Lewis was unanimously elected chairman of SNCC in 1963 and served until 1966 when Stokely Carmichael, the proponent of the more aggressive "Black power" strategy, won his seat. During the time that he was chairman Lewis had the opportunity to be one of the speakers during the August 28, 1963, March on Washington, when nearly 250,000 African Americans and whites converged on the U.S. capital to stage a peaceful march for jobs and freedom. After he was ousted as SNCC chairman, Lewis went on to work for the Field Foundation, where in a number of capacities he continued his efforts. One of the most significant roles he played at the foundation was as director of its Voter Education Project (VEP). From 1970 through 1977, Lewis led grass roots efforts to organize southern African American voters, politically educate the youth the give voter assistance programs. In 1977 President Jimmy Carter appointed his to be director of US operations for ACTION, a federal agency overseeing economic recovery programs on the community level.
Determined to have a greater voice in community issues, Lewis became more involved in mainstream politics. In 1982 he was elected to Atlanta City Council where he was known for his close attention to the needs of the poor and the elderly. Twenty years after he stepped down as the leader of SNCC, Lewis, a member of the Atlanta city council, was elected to the U.S. House of Representatives after a hard fought battle with his former SNCC co-worker, Georgia state senator Julian Bond. Lewis' reputation as a diligent listener to the needs of the poor, elderly African Americans and labor carried him onto victory.

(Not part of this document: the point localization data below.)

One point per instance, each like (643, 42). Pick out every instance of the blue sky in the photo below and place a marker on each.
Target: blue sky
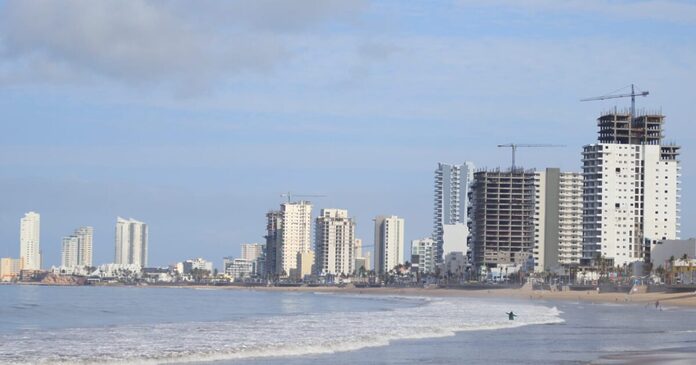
(195, 116)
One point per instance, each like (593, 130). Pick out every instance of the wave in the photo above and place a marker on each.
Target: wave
(280, 335)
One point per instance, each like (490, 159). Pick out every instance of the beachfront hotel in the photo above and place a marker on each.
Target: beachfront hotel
(557, 219)
(631, 188)
(450, 218)
(389, 243)
(131, 242)
(76, 249)
(30, 241)
(334, 242)
(288, 233)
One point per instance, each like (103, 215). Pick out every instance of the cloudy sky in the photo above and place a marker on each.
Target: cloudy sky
(195, 116)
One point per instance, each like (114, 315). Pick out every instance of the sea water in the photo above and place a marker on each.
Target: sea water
(93, 325)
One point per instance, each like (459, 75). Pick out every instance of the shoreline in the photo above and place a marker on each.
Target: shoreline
(664, 299)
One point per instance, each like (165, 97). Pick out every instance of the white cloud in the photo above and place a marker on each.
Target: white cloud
(142, 42)
(662, 10)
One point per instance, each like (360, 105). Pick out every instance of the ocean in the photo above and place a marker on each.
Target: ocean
(128, 325)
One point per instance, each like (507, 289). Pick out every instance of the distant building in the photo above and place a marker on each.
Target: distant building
(425, 249)
(335, 242)
(254, 253)
(85, 238)
(274, 224)
(197, 264)
(69, 252)
(389, 243)
(663, 251)
(289, 232)
(30, 241)
(502, 227)
(305, 265)
(455, 264)
(131, 242)
(631, 193)
(77, 248)
(362, 258)
(9, 268)
(557, 219)
(450, 231)
(239, 268)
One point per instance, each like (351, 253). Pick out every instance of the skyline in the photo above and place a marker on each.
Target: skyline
(340, 100)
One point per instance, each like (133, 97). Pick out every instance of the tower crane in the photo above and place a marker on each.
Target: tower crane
(632, 94)
(290, 195)
(514, 146)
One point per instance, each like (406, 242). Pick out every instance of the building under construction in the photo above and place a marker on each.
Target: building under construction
(502, 207)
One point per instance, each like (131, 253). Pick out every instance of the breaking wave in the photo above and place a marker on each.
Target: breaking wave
(281, 335)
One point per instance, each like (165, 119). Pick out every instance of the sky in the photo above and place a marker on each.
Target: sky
(194, 116)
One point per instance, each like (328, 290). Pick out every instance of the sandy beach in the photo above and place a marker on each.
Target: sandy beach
(665, 299)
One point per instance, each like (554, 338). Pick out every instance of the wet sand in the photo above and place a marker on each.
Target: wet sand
(665, 299)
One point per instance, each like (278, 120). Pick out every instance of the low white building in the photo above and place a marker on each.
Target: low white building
(424, 251)
(239, 268)
(455, 264)
(196, 264)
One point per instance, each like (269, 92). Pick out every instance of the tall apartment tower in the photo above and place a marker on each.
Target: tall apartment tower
(335, 242)
(557, 219)
(274, 224)
(69, 251)
(631, 188)
(289, 234)
(424, 249)
(502, 229)
(131, 242)
(85, 238)
(450, 222)
(389, 243)
(29, 241)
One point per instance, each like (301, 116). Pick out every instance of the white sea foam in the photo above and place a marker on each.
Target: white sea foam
(282, 335)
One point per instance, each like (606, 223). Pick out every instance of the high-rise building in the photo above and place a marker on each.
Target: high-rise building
(29, 241)
(69, 250)
(450, 229)
(274, 224)
(77, 248)
(424, 249)
(85, 238)
(362, 258)
(9, 268)
(502, 229)
(389, 243)
(631, 188)
(335, 242)
(557, 219)
(131, 242)
(289, 232)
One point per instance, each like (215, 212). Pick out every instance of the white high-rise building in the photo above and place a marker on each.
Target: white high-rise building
(631, 188)
(335, 242)
(131, 242)
(251, 251)
(557, 219)
(450, 231)
(295, 235)
(77, 248)
(69, 252)
(85, 238)
(425, 250)
(29, 241)
(254, 253)
(389, 243)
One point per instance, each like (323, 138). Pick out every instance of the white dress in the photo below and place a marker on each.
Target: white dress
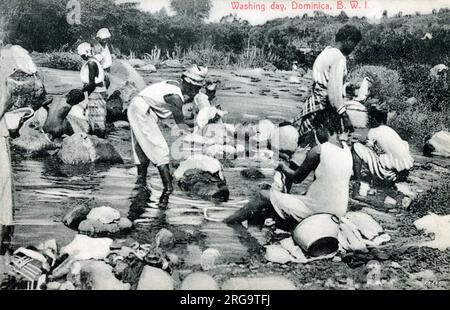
(329, 192)
(143, 114)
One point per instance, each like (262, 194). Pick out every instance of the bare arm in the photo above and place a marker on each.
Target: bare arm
(310, 164)
(176, 106)
(336, 86)
(93, 72)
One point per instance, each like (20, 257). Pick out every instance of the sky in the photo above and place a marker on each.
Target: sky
(373, 10)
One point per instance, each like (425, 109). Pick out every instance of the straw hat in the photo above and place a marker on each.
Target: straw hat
(103, 33)
(84, 49)
(195, 75)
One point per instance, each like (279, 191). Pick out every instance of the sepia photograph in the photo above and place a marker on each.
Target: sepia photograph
(224, 145)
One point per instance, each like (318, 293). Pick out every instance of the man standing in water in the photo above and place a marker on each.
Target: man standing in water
(93, 77)
(103, 53)
(155, 102)
(329, 72)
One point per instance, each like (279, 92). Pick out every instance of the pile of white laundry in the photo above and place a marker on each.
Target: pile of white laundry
(357, 233)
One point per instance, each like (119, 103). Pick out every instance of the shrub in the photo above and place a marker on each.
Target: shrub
(416, 125)
(387, 85)
(435, 199)
(62, 60)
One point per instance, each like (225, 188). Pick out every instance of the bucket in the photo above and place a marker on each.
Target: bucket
(14, 118)
(357, 113)
(317, 235)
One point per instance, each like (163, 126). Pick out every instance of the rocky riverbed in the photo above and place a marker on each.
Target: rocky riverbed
(46, 190)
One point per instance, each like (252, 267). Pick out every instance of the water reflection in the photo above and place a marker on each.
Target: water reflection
(46, 190)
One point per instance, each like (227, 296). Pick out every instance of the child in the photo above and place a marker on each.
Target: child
(57, 123)
(384, 152)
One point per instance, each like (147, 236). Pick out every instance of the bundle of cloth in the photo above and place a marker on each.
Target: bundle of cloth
(358, 232)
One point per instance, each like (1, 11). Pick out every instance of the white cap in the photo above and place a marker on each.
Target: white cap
(195, 75)
(84, 49)
(103, 33)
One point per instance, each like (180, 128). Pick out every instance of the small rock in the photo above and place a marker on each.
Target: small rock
(97, 275)
(263, 283)
(155, 279)
(122, 124)
(412, 101)
(390, 201)
(53, 286)
(424, 275)
(76, 216)
(199, 281)
(106, 215)
(84, 248)
(165, 239)
(173, 258)
(97, 228)
(405, 189)
(364, 189)
(208, 259)
(149, 68)
(252, 173)
(125, 251)
(67, 286)
(277, 254)
(438, 145)
(120, 267)
(406, 202)
(294, 79)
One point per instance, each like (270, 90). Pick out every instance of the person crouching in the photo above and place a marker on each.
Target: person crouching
(331, 161)
(160, 101)
(93, 77)
(383, 152)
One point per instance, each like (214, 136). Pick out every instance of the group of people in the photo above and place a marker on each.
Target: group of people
(322, 124)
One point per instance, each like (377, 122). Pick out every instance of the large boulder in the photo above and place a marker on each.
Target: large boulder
(32, 140)
(97, 228)
(97, 275)
(264, 283)
(75, 216)
(438, 145)
(148, 68)
(27, 87)
(83, 248)
(172, 63)
(202, 176)
(155, 279)
(204, 185)
(199, 281)
(81, 148)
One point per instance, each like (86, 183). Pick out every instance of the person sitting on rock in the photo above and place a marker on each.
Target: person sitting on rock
(103, 53)
(156, 102)
(201, 100)
(57, 124)
(384, 152)
(331, 161)
(93, 77)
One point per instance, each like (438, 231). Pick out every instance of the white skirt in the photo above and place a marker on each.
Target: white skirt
(6, 189)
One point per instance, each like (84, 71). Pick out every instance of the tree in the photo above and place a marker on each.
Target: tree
(343, 17)
(192, 8)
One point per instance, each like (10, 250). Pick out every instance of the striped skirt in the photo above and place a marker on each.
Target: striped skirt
(307, 114)
(383, 166)
(6, 187)
(96, 112)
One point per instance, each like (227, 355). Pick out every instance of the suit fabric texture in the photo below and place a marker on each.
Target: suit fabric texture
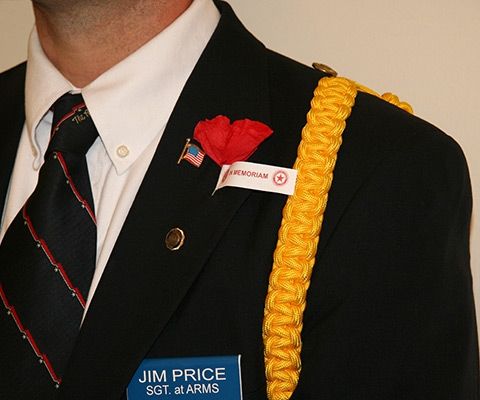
(390, 312)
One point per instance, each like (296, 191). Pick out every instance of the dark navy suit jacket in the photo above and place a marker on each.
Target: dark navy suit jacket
(390, 312)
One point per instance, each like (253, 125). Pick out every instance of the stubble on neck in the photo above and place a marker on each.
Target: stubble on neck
(83, 39)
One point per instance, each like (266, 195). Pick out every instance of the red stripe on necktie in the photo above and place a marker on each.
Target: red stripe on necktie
(58, 267)
(67, 116)
(26, 334)
(77, 194)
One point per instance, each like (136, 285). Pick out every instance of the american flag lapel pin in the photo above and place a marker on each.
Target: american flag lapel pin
(192, 153)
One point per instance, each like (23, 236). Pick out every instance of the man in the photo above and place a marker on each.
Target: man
(180, 272)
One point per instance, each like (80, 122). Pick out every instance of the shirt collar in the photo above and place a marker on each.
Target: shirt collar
(132, 101)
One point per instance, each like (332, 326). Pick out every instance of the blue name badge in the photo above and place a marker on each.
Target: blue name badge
(193, 378)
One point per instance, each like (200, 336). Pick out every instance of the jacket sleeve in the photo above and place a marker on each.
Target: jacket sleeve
(390, 311)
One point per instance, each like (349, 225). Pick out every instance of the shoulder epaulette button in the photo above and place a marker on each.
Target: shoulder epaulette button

As a Congressman, Lewis carried on the fight for civil rights. Although critics accused him of not having effective strategies for adapting his positions to the changing needs of African Americans, he nonetheless remained a voice calling for a "sense of shared purpose, of basic morality that speaks to blacks and whites alike". In 1991, Lewis became one of the three chief deputy whips for the Democratic Party, one of the most influential positions in the House. His criticism of House speaker Newt Gingrich brought him to the forefront of controversy in 1996, although he was considered a moderate by many African Americans. In 1994, during a speech to African Leaders in Ghana, Lewis summed up his experience and his commitment to civil rights for all peoples: "Do not give up, do not give out, and do not give in. We must hold on and we must not get lost in a sea of despair."
Further Reading on John Robert Lewis
Although there is no full-length biography available on Lewis, there are several histories of SNCC which provide information about his life— Howard Zinn, SNCC, The New Abolitionists (originally published 1964, revised 1985); Cleveland Sellers, The River of No Return (1973); James Foreman, The Making of African American Revolutionaries (1972, 1985); and Clayborne Carson, In Struggle (1981). In addition an in depth article in The New Republic July 1, 1996 offers excellent biographical and political information.